Great job, CS. It sometimes takes a bit of digging (pun intended) to figure out what a given plant is but the next time you see it you'll remember all the points you checked.

----------


## crimescene450

yeah i was gonna dig it up
but it was surrounded by thistle.

speaking of thistle. has anyone had them before?
are they any good

im trying to figure out what would be a good first plant to try
and theres alot of them

----------


## your_comforting_company

Oxalis spp (wood sorrels), rumex spp (sheep sorrels), leeks and ramps, and anything in the brassicaceae family are good for first edibles. Easy to identify and non-toxic.
There are all the pulpy fruits too, like right now plums are in fruit down here. Muscadines and bullaces will be fruiting soon too.

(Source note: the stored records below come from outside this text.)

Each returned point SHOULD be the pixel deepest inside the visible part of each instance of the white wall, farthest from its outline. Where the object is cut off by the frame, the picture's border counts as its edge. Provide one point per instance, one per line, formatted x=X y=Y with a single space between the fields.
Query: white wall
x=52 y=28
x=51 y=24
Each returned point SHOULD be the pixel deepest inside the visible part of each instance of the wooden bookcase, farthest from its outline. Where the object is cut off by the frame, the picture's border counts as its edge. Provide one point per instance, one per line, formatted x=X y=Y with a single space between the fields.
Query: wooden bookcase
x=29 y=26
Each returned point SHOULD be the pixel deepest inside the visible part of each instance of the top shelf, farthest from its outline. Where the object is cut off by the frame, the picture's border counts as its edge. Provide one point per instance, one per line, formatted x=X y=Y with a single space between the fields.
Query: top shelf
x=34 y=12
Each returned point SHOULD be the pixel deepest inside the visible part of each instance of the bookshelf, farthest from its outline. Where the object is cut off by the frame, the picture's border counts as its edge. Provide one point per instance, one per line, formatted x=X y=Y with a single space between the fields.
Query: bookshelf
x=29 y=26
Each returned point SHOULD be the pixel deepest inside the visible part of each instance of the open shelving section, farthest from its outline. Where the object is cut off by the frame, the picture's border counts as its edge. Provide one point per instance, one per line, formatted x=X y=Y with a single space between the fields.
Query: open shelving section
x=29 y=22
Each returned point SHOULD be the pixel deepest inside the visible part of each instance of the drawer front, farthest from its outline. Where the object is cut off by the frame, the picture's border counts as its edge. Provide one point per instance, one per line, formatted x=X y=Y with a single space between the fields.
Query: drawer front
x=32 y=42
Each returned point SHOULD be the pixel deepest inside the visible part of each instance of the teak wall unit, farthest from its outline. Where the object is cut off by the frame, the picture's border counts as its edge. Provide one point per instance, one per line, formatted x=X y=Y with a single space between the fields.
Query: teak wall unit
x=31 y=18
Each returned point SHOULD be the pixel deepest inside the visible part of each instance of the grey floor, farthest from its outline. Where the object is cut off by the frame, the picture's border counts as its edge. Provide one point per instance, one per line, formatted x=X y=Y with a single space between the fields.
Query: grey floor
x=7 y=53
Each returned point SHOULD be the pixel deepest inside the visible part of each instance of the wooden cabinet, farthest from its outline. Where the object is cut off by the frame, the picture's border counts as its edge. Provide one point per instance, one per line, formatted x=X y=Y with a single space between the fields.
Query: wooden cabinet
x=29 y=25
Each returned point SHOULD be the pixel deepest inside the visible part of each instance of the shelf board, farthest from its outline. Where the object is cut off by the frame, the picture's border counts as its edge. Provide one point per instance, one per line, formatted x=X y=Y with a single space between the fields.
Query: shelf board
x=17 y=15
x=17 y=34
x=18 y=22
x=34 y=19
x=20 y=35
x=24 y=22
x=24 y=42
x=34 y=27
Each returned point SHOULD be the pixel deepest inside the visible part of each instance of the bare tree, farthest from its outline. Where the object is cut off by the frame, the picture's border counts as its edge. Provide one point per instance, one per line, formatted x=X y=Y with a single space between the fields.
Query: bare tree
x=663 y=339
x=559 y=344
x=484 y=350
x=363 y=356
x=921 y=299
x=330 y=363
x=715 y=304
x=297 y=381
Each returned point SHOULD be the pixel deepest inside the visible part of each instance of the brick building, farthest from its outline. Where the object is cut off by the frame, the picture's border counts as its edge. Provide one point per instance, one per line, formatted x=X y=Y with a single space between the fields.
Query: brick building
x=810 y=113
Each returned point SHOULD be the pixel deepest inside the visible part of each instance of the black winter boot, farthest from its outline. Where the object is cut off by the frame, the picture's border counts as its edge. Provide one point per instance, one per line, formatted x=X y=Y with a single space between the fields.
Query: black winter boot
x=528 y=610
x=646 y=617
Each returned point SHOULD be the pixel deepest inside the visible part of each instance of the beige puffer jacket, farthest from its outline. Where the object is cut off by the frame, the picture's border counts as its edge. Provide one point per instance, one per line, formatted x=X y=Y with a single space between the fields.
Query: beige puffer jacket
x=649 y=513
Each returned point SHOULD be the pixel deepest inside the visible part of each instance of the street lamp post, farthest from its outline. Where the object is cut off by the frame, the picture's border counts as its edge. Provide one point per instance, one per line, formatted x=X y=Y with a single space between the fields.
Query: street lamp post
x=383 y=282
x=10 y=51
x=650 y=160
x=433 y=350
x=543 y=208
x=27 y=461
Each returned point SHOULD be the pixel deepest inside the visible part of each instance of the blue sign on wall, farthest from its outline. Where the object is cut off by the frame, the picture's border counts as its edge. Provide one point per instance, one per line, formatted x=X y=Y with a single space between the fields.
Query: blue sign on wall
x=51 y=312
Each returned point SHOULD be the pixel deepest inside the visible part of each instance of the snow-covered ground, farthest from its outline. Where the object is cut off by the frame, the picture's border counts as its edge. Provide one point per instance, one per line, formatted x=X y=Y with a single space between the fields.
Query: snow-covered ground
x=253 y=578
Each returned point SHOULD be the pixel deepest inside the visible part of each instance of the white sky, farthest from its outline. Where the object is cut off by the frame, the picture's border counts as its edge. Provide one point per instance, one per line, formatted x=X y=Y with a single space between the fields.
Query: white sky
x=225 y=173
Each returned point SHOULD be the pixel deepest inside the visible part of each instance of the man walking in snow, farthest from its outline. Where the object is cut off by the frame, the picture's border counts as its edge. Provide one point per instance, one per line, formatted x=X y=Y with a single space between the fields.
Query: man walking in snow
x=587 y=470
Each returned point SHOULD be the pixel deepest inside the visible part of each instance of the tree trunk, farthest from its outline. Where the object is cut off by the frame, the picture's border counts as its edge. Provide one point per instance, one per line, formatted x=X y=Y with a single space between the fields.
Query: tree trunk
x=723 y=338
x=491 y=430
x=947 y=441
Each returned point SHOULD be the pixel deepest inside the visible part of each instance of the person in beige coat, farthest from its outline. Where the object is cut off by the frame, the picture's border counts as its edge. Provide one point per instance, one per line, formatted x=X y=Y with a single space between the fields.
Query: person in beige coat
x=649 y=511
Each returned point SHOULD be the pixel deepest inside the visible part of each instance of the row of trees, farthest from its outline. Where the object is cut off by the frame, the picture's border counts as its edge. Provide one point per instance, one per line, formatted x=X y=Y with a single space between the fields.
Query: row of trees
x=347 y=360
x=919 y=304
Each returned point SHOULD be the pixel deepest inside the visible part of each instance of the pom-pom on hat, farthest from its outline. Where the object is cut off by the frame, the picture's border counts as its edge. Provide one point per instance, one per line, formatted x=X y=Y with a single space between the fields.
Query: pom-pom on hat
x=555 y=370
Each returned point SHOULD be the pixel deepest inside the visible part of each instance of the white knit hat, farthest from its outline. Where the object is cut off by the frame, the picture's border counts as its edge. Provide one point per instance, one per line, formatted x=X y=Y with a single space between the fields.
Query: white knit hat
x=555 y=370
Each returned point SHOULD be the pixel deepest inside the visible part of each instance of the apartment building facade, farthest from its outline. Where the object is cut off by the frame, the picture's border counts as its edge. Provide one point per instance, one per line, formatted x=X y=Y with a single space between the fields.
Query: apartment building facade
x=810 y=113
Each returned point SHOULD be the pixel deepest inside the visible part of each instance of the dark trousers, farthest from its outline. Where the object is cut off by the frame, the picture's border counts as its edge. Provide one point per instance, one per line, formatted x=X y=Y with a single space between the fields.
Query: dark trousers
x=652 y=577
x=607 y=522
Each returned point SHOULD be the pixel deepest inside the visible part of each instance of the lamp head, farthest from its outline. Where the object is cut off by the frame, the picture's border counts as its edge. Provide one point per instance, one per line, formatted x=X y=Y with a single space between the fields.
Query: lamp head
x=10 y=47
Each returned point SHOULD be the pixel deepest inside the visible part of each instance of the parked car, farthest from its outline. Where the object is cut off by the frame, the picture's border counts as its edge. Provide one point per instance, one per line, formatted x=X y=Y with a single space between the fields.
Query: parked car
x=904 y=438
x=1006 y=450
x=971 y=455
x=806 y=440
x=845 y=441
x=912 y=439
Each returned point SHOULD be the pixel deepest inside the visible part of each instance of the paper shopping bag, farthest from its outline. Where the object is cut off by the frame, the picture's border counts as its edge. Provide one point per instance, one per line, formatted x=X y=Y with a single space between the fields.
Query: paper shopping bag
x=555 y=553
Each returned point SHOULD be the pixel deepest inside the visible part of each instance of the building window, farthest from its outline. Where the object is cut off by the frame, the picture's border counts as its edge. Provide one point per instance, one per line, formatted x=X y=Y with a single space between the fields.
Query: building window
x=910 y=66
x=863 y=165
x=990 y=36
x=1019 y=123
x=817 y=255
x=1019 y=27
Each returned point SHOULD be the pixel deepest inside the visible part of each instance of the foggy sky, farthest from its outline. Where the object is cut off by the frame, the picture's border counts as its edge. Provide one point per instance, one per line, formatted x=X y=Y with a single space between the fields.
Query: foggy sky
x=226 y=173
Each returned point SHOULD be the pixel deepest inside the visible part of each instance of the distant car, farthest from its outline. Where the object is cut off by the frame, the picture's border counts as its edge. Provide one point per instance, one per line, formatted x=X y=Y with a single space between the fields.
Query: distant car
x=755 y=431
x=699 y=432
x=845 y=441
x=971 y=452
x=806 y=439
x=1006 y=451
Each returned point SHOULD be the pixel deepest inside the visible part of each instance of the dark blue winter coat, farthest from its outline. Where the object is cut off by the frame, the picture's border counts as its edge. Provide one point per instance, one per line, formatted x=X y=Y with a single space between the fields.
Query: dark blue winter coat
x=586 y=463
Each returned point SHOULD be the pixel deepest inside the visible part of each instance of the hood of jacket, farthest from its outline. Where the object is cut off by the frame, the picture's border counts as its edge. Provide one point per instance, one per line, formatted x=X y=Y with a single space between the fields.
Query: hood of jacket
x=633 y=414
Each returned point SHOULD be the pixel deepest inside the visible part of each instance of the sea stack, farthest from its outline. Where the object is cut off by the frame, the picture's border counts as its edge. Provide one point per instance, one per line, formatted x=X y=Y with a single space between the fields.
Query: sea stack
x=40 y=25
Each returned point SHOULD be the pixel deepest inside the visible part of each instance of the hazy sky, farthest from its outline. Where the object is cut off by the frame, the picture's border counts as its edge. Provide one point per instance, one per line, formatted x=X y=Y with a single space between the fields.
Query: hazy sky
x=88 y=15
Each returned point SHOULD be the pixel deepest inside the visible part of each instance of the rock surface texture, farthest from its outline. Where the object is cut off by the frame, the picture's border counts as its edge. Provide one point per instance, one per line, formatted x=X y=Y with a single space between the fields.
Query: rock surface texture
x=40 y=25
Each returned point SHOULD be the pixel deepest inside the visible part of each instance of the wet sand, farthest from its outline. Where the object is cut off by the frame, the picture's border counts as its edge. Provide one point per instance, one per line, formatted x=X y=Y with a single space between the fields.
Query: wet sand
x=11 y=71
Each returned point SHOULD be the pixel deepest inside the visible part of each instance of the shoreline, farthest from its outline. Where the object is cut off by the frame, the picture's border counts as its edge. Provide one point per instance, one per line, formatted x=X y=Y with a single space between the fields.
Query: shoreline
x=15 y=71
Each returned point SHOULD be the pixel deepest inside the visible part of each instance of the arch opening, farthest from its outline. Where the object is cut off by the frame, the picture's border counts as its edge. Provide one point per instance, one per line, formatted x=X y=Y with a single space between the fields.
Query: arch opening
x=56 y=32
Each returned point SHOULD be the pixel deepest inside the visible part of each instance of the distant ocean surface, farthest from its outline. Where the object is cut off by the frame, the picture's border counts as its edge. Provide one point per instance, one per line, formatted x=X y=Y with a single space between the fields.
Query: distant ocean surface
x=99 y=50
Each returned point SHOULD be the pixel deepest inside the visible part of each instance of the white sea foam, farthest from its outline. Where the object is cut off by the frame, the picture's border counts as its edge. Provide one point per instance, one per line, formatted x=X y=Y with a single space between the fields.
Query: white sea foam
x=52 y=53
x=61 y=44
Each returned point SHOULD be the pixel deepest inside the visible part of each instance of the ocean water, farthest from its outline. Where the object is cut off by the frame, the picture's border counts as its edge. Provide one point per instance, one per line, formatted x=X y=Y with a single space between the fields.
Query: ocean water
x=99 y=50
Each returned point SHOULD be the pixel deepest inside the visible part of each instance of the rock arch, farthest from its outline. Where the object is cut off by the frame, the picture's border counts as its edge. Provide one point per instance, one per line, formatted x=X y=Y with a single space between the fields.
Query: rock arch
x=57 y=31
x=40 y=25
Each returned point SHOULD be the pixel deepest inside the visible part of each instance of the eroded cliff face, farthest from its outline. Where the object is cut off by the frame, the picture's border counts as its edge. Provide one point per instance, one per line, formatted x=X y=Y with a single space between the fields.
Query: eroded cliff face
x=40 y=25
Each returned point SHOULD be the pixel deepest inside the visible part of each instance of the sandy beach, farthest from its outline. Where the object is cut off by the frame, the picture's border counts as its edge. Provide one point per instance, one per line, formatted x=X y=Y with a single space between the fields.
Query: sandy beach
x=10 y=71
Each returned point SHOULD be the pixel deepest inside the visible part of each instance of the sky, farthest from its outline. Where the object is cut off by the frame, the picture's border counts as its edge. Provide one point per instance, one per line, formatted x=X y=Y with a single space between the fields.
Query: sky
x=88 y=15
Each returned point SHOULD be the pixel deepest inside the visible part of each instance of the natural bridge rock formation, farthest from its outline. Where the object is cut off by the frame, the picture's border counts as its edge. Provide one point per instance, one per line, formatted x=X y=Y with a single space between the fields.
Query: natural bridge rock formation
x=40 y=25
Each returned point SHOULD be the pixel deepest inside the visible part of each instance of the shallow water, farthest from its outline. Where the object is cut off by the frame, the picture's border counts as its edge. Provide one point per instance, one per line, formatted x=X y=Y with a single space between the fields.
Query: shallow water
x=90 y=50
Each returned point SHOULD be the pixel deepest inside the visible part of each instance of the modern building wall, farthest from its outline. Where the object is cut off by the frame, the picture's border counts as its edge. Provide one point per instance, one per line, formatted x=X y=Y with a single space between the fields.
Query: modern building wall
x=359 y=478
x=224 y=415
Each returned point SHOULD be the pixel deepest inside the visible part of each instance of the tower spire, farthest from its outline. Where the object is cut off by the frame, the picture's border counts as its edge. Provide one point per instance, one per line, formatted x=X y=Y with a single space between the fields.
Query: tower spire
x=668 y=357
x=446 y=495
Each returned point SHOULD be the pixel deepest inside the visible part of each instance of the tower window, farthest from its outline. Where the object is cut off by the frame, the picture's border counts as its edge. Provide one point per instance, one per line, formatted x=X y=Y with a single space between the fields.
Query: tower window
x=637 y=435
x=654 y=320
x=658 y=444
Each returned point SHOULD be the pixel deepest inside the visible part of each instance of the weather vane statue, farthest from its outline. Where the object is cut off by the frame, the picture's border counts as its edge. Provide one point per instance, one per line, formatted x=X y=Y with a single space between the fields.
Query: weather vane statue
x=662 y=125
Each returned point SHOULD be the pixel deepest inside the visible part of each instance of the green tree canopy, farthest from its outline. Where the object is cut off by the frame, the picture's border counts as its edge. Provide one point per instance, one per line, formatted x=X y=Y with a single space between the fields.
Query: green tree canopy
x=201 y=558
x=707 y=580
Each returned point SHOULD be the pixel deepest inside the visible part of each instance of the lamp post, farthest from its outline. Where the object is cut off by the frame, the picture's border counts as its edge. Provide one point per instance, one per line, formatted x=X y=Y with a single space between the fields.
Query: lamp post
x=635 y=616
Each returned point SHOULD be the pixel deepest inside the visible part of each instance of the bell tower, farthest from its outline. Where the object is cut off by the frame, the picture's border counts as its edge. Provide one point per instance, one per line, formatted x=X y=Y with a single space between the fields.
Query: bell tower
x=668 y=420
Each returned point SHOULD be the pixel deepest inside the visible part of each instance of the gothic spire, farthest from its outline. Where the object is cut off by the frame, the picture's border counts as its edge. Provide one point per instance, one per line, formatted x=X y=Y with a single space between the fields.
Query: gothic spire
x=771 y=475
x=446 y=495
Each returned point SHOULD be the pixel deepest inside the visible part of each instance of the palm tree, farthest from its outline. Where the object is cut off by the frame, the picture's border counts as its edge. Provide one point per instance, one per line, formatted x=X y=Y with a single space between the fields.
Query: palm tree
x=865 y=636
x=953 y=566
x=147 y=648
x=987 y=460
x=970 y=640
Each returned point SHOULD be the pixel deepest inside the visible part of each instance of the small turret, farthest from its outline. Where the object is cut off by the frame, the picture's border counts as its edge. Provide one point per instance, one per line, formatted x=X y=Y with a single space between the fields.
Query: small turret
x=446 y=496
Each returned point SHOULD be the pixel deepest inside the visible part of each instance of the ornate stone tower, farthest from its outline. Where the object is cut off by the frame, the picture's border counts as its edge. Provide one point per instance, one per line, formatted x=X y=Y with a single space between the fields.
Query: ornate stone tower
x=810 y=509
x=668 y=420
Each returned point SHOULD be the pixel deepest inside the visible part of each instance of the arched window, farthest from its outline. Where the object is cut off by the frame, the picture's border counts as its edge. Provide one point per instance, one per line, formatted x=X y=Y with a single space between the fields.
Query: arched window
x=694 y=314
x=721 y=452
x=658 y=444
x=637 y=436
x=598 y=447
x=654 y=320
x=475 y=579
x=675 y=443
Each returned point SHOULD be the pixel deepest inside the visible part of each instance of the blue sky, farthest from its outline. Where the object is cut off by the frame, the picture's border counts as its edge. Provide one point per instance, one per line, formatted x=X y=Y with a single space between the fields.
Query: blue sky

and set this rule for yourself: Don't eat anything you are unsure of.
I tell my kids not to eat anything without letting me check it out first. If I ask them questions about any given plant they are observing, and they get even one question wrong, no eats. Any plant that you are going to eat, you should be able to list features of that plant from memory. You should have a mental picture of the plant and be able to recognize it at a passing glance.
It only takes one mistake in plant ID, as with the Hemlock above, and your wild edibles adventures will be over!!

----------


## Rick

That's really an excellent post, YCC. Your instructions to your kids are exactly what we do every day with all the food we eat...if you think about it. We do have a mental picture of what a banana looks like so when you see one you know exactly what it is. Same is true with all our common store bought foods. There is no reason that we can't have the same intimate knowledge and memories of wild foods that we harvest. It was probably intuitive on your part but I could not agree more!! Good post!!

----------


## justin_baker

Man there are so many plants that ive seen these past few weeks, i have no idea what they are! Ill take some pictures, mabeye you guys will have an idea of what they are.

----------


## crimescene450

> Man there are so many plants that ive seen these past few weeks, i have no idea what they are! Ill take some pictures, mabeye you guys will have an idea of what they are.



yeah same
right now im trying to figure out what this red ground plant is

it doesnt get higher than a few inches
its red and pink, no green at all
and its like carpet in  the open grassy areas

----------


## your_comforting_company

Bring on the pictures. It's all good fun to try to figure out a plant. Not having it in hand makes it a bit more challenging. We'll do our best to ID them, but please remember to research the plants on your own. Don't take anyones word for what a plant is. If we give you an idea to a plant's ID, it's simply a direction to start looking in. It's up to the person with the plant in hand to make an accurate ID.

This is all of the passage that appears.